Le 16 septembre 2025, un souffle nouveau a traversé le monde de la tapisserie. Ce jour-là, la Ville d’Angers et la Cité internationale de la tapisserie d’Aubusson ont signé un partenariat historique. Derrière ce geste institutionnel se dessine bien plus qu’un accord : une rencontre entre deux capitales culturelles, unies par la volonté de faire rayonner un art ancestral tout en l’ancrant dans la modernité.

Un échange inédit d’œuvres majeures

À partir du printemps 2026, deux pièces emblématiques changeront temporairement de lieu, comme pour symboliser ce mariage culturel.

À Aubusson, les visiteurs redécouvriront Le Chant du Monde, fresque monumentale tissée entre 1957 et 1966 d’après Jean Lurçat. Conservée depuis près de soixante ans au Musée Jean-Lurçat et de la Tapisserie contemporaine à Angers, elle fera son grand retour dans la ville de sa création. Ce retour aux sources résonne comme un hommage aux artisans d’Aubusson, qui lui ont donné vie, et comme une reconnaissance de leur savoir-faire inégalé.

En miroir, Angers accueillera au même moment Aubusson tisse Tolkien, cycle de tapisseries né de l’imaginaire de l’écrivain britannique. Douze années de travail collectif ont été nécessaires pour donner corps à cet univers de fantasy. Après avoir attiré des dizaines de milliers de visiteurs à Aubusson et à Paris, cette tenture contemporaine trouvera un écrin de choix dans le musée angevin.

Des rendez-vous qui marqueront 2026

Ces expositions croisées débuteront à quelques jours d’intervalle :

  • Le Chant du Monde sera inauguré le 3 avril 2026 à la Cité internationale de la tapisserie à Aubusson.

  • Aubusson tisse Tolkien ouvrira ses portes le 9 avril 2026 au Musée Jean-Lurçat et de la Tapisserie contemporaine d’Angers.

Elles accompagneront toute la saison culturelle jusqu’à l’automne, s’inscrivant ainsi dans le temps long et offrant aux professionnels comme au grand public une occasion rare d’explorer deux facettes de la tapisserie : la modernité visionnaire de Lurçat et l’imaginaire contemporain inspiré de Tolkien.

Tradition, modernité et ouverture

Ce partenariat illustre la richesse de la tapisserie lorsqu’elle se nourrit de ses racines pour mieux dialoguer avec le présent.

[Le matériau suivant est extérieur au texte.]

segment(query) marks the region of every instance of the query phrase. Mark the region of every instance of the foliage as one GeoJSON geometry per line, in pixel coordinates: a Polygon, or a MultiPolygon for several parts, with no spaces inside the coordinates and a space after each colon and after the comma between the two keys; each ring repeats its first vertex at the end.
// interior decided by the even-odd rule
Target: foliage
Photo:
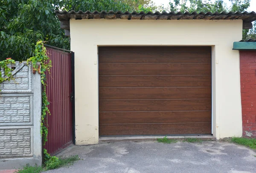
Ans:
{"type": "Polygon", "coordinates": [[[67,157],[58,159],[56,156],[52,157],[51,159],[45,163],[44,167],[38,165],[34,166],[27,164],[23,169],[19,169],[16,173],[39,173],[48,170],[57,169],[61,167],[69,167],[73,164],[75,162],[79,160],[78,156],[71,156],[67,157]]]}
{"type": "Polygon", "coordinates": [[[42,86],[42,111],[41,115],[41,135],[43,138],[43,145],[45,144],[47,141],[47,136],[48,135],[48,129],[46,124],[47,114],[50,115],[50,112],[47,106],[49,104],[46,95],[46,74],[47,71],[50,72],[50,69],[52,66],[51,61],[46,54],[46,49],[44,46],[42,41],[39,41],[36,43],[35,49],[35,56],[30,58],[27,60],[27,63],[31,62],[33,66],[33,70],[35,72],[37,71],[41,74],[41,83],[42,86]],[[41,68],[38,64],[40,63],[41,68]]]}
{"type": "MultiPolygon", "coordinates": [[[[223,0],[215,0],[213,2],[210,0],[174,0],[174,3],[169,3],[169,9],[175,12],[178,11],[198,13],[201,12],[220,13],[223,11],[244,12],[250,6],[250,0],[229,1],[231,3],[230,6],[227,6],[223,0]]],[[[169,9],[164,9],[163,10],[169,11],[169,9]]],[[[253,25],[254,27],[252,29],[243,29],[243,39],[256,39],[256,22],[254,22],[253,25]]]]}
{"type": "MultiPolygon", "coordinates": [[[[2,72],[0,71],[0,83],[7,80],[14,79],[13,76],[12,74],[12,69],[8,66],[9,65],[12,64],[15,64],[15,61],[11,58],[7,58],[5,60],[0,61],[0,67],[3,68],[4,71],[3,78],[2,77],[2,72]]],[[[1,91],[0,90],[0,91],[1,91]]]]}
{"type": "Polygon", "coordinates": [[[38,40],[69,49],[69,38],[54,14],[53,0],[0,0],[0,61],[35,56],[38,40]]]}
{"type": "Polygon", "coordinates": [[[165,136],[163,138],[157,138],[157,142],[162,142],[166,144],[175,143],[177,142],[177,141],[174,139],[169,139],[167,136],[165,136]]]}
{"type": "Polygon", "coordinates": [[[30,166],[27,164],[23,169],[19,169],[15,171],[15,173],[39,173],[45,170],[42,167],[35,165],[34,166],[30,166]]]}
{"type": "MultiPolygon", "coordinates": [[[[129,6],[127,3],[136,1],[0,0],[0,61],[8,57],[26,61],[34,56],[38,40],[69,49],[69,38],[61,29],[54,12],[56,10],[132,11],[138,9],[138,3],[129,6]]],[[[137,1],[142,5],[148,2],[148,0],[137,1]]]]}
{"type": "Polygon", "coordinates": [[[51,159],[46,162],[45,166],[47,170],[57,169],[64,166],[69,167],[73,164],[76,161],[80,159],[78,155],[70,156],[67,157],[59,159],[53,156],[51,159]]]}
{"type": "Polygon", "coordinates": [[[239,145],[249,147],[251,148],[256,149],[256,139],[245,138],[232,138],[231,141],[239,145]]]}
{"type": "Polygon", "coordinates": [[[183,141],[184,142],[191,142],[191,143],[201,143],[203,141],[197,138],[186,138],[183,141]]]}

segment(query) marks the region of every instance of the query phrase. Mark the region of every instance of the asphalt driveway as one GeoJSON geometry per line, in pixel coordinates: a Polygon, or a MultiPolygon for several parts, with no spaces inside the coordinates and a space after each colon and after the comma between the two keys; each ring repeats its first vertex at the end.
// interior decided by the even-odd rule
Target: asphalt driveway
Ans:
{"type": "Polygon", "coordinates": [[[119,142],[72,146],[58,155],[78,155],[71,167],[47,173],[255,173],[256,151],[218,141],[119,142]]]}

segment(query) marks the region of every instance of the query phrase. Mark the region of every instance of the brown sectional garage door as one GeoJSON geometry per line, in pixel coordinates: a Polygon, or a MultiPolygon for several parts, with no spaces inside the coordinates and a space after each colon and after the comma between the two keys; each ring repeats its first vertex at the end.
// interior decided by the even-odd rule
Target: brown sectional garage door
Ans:
{"type": "Polygon", "coordinates": [[[211,133],[211,48],[99,47],[99,135],[211,133]]]}

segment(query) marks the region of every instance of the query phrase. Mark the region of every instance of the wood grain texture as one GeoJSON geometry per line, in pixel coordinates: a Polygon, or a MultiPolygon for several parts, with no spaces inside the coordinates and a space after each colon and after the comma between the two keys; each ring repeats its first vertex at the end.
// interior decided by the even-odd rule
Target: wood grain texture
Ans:
{"type": "Polygon", "coordinates": [[[99,47],[99,135],[211,133],[211,48],[99,47]]]}
{"type": "Polygon", "coordinates": [[[212,88],[121,87],[100,88],[101,99],[211,98],[212,88]]]}
{"type": "Polygon", "coordinates": [[[99,111],[209,110],[211,99],[99,100],[99,111]]]}
{"type": "Polygon", "coordinates": [[[210,46],[99,47],[99,63],[210,63],[210,46]]]}
{"type": "Polygon", "coordinates": [[[101,124],[99,134],[110,135],[167,135],[211,133],[211,123],[101,124]]]}
{"type": "Polygon", "coordinates": [[[101,112],[99,122],[102,124],[210,123],[211,111],[101,112]]]}
{"type": "Polygon", "coordinates": [[[211,86],[208,75],[101,75],[102,87],[211,86]]]}
{"type": "Polygon", "coordinates": [[[100,63],[100,75],[210,75],[211,63],[100,63]]]}

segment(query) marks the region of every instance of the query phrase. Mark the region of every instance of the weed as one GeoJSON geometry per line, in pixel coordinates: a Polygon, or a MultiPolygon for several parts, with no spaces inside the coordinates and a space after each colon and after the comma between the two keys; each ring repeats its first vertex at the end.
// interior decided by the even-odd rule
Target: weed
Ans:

  • À Aubusson, Le Chant du Monde fera écho à une histoire profondément ancrée dans le territoire, rappelant que la tapisserie est d’abord un art vivant, façonné par des générations de lissiers.

  • À Angers, l’arrivée de Aubusson tisse Tolkien témoigne de l’audace de la ville à conjuguer patrimoine et culture populaire, en ouvrant son musée à de nouveaux publics, amateurs de fantasy comme passionnés d’art textile.

Ce jeu de miroirs permet de rappeler que la tapisserie n’est pas figée dans le passé : elle se réinvente, explore de nouveaux récits, dialogue avec des univers inattendus.

Un modèle de coopération culturelle

Pour les professionnels du patrimoine et de la culture, cette convention représente un exemple inspirant. Elle montre que deux institutions, fortes de leur identité propre, peuvent unir leurs forces pour renforcer la visibilité d’un art et élargir son audience.

Cette alliance prolonge plus de dix ans de collaborations entre Angers et Aubusson, notamment autour de la jeune création textile. Elle ouvre aussi la voie à de nouvelles formes de coopérations, qu’il s’agisse d’échanges d’œuvres, de co-organisation d’événements, ou encore de projets pédagogiques et de médiation.

Une année anniversaire

À Angers, l’exposition Tolkien aura une résonance particulière : elle accompagnera les 40 ans du Musée Jean-Lurçat et de la Tapisserie contemporaine. Ce double anniversaire – celui d’une institution et celui du retour d’un chef-d’œuvre à Aubusson – conférera à l’année 2026 une dimension symbolique forte.